For LLSH, the peritoneum covering the sacral promontory is dissected and opened towards the right sacrouterine ligament (SUL), over the posterior side of the cervix and towards the left SUL. Broad ligaments (BL) are opened through the avascular area. Vesico-uterine fold peritoneum is opened and the bladder is reflected distally. One short arm of the bifurcated mesh is cut off and the remaining mesh band is introduced through the window in the right BL, over the anterior part of the uterus and through the left BL. The leading part of the mesh is sutured just above the level of the right SUL and joined with the adjacent middle part of the mesh that is going through the right BL, thus creating a loop that surrounds the uterus. Additionally, mesh is fixated just above the left SUL. Mesh is then attached to the sacral promontory and peritoneum is closed. Patients were invited for a short-term follow-up at least six months after procedure. For each patient, POP-Q status was obtained at the follow-up. Additionally, patients evaluated their satisfaction with the procedure and filled out the PFIQ-7, PFDI-20 and PISQ-12 questionnaires.
Since September 2017, we performed 30 LLSH. Twelve patients fulfilled the criteria for a short-term follow-up and nine responded to our invitation (75% response rate). Their average age at the procedure was 53±11 years (range 34-68) and mean time from the procedure was 0.8±0.2 year (range 0.5-1.1). All patients had at least one concomitant procedure such as salpingectomy, fibroma enucleation, adhesiolysis, etc. Average time to perform LLSH only was 87.8±31 minutes (range 55-140), the longest procedure being performed by a resident and the others by a consultant. Average blood loss was 6.7±9 mL (range 0-20). All patients were discharged within 2-3 days. There was one case of an early postoperative complication – a minor hematoma after enucleation of an intraligamentary fibroma, but none after LLSH as such. At the follow-up, the average differences in pre- and postoperative points Aa, Ba and C were -2.7±1 cm (range -4 to -1), -3.6±1.8 cm (range -7 to -1), and -7.1±1.9 (range -10 to -4), respectively. Average PFIQ-7, PFDI-20 and PISQ-12 scores were 65±87.3 (range 0-190), 68.4±57.9 (range 0-100), and 14.9±8.4 (range 4-33), respectively. All patients but one noticed a partial or significant improvement in their symptoms and seven were very or extremely satisfied with the procedure. All but one would recommend the procedure to their friends. The patient that was unsatisfied with the procedure had a concomitant urge urinary incontinence even before the procedure, which was the main reason for her dissatisfaction despite an optimal restoration of pelvic organs statics.

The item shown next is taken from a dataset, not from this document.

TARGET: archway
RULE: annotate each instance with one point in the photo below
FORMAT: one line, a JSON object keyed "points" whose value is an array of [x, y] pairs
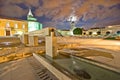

The aim of LLSH is to provide an efficient level I support of the uterus, while minimizing the operating time and reducing the amount of the material needed to perform the procedure. By creating a loop that joins at the level of the SUL, we avoid suturing of the mesh to the anterior part of the uterus, which is usually more time-consuming. Fixation above SUL also reduces the pressure of the mesh on the anterior segment of the uterus and when rise in abdominal pressure occurs, there is lower risk of cervical erosion. Our initial short-term results show excellent anatomical results and high patients’ satisfaction rate.